Żytkowski to człowiek bardzo pracowity i pomysłowy, ruchliwy, dynamiczny więc miał też swoje własne pomysły, które przedstawiał Zarządowi i po głębszych analizach przechodziły lub nie. Wszystkie one miały służyć rozwojowi Koła i miały służyć równocześnie resocjalizacji naszych mieszkańców. Chodziło o to by tych ludzi wydobyć z ich marginalnego bytu w społeczeństwie, żeby oni uwierzyli w siebie. Znajdowaliśmy społeczną pomoc lekarzy i psychologów i jakoś nam się to udawało chociaż był to proces powolny.

Prezes dużą część swojej pracy postawił na osobiste kontakty z mieszkańcami. Taka ciekawostka, jeszcze za czasów Klimkowej rozważaliśmy, jak mamy mówić o ludziach, z którymi pracujemy: mieszkańcy, pensjonariusze, podopieczni… Stanęło na tym, że mówiliśmy o nich po prostu „panowie” i co ciekawe – przetrwało to do dzisiaj.
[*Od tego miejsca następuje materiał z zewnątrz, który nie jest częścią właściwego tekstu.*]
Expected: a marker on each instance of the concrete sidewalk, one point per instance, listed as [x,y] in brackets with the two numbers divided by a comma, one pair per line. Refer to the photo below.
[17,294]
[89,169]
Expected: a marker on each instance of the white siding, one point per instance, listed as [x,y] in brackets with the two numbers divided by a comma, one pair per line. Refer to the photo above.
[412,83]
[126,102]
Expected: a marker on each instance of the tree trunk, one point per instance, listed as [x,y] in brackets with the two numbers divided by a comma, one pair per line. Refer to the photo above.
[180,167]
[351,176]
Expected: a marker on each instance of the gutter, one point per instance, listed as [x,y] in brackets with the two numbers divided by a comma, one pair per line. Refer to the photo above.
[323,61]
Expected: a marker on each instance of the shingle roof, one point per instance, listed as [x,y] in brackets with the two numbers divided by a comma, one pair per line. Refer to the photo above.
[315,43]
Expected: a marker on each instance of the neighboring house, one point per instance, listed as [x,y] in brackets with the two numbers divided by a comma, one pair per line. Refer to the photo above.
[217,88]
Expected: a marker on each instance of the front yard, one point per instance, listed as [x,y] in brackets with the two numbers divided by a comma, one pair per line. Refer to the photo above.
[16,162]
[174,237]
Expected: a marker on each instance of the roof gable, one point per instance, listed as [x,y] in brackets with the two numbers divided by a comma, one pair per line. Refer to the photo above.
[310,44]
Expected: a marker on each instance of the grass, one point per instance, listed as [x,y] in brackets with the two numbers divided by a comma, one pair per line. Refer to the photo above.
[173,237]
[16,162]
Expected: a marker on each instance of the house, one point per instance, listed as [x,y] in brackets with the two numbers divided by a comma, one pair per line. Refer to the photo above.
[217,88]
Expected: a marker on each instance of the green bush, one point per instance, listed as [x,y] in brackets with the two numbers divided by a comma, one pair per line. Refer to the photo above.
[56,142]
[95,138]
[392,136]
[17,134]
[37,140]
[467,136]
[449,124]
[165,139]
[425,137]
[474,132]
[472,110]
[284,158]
Do schroniska przychodził często. Takie były potrzeby. Jak pojawiał się, to mieszkańcy wychodzili mu na przeciw. Chcieli się z nim przywitać a on wszystkim podawał rękę i zamieniał kilka zdań. Witał się nie tylko z mieszkańcami ale również szedł do psów, które także znalazły tu swój dom. Gadał do nich, a one merdały ogonami. Oczywiście to były też psy bezdomne.

W ramach resocjalizacji pojawiły się w Schronisku urządzenia sportowe oraz różne rozgrywki: mistrzostwa w piłkę nożną, spływy kajakowe, siłownia. Współgrało to z osobistymi zainteresowaniami Prezesa. Tak samo z jego osobistych zainteresowań wyrosły wspólne śpiewania. Coraz częściej takie spotkania się odbywały i oprócz kolędowania mieliśmy spotkania na ogrodach, jakieś imieniny, dzień patrona, występy chórku z Zawarcia. To ożywiło kontakt ze środowiskiem, bowiem przychodzili nowi ludzie, często z dziećmi, zobaczyć co u nas się dzieje.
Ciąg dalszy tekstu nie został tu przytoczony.